Après avoir, « par ébattement et pour exercitation de engin », développé cette assez singulière supposition, Oresme poursuit ainsi[1] :

« Mes aussi, que tels mondes soient, il n’appert ne par raison, ne par expérience, ne autrement. Et doncques, l’en ne doit pas, pour nient ne sans cause, adeviner ne mètre une chose estre, qui ne appert aucunement, ne soustenir une opinion dont le contraire est vraysemblable ; mes il est bon d’avoir considéré se c’est impossible.

» La tierce manière de mètre plusieurs mondes est que un soit du tout hors de l’autre en une espace ymaginée, si comme cuida Anaxagoras ; et ceste seule manière réprouve ici Aristote. »

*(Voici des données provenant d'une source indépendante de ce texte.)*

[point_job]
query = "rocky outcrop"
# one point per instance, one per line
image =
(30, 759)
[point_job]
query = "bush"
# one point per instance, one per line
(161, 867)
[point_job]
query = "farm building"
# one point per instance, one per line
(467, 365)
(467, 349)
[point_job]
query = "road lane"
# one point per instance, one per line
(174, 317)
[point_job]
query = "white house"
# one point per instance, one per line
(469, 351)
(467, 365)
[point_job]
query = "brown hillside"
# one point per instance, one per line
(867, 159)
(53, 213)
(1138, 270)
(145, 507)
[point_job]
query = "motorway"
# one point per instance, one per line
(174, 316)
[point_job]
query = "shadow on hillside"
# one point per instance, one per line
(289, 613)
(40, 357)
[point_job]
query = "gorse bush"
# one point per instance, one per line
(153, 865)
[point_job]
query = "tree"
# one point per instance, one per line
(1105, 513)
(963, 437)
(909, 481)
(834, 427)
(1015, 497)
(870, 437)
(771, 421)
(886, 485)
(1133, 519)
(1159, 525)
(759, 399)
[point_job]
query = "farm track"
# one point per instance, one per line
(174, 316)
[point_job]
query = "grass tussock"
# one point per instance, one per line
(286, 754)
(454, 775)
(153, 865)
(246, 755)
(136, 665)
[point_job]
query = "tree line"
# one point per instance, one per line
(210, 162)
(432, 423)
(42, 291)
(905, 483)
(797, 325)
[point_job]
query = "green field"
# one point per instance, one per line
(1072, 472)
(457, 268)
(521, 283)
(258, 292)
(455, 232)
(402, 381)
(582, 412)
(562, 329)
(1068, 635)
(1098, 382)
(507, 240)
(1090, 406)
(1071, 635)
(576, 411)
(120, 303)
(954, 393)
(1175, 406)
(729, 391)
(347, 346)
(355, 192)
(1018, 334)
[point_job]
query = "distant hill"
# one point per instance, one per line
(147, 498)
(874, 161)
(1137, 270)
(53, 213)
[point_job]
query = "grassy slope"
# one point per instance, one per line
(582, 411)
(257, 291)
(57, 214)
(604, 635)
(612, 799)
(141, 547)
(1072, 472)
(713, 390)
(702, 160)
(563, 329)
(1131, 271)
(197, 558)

C’est afin de montrer le peu de fondement des arguments d’Aristote que Nicole Oresme nous va maintenant exposer sa théorie nouvelle du lieu naturel des éléments et de la pesanteur. Voici, en effet, quelle est la suite de son discours[2] :

« Mes il me semble que ces raisons ne concludent pas évidemment ; car la première et la plus principale est que se plusieurs telz mondes estoient, il s’ensuivroit que la terre de l’autre monde fust encline a estre meue au centre de cestui et ecorwerso

  1. Nicole Oresme, loc. cit., fol. 20, col. d.
  2. Nicole Oresme, loc. cit, fol. 20, col. d, et fol. 21, col. a, b et c.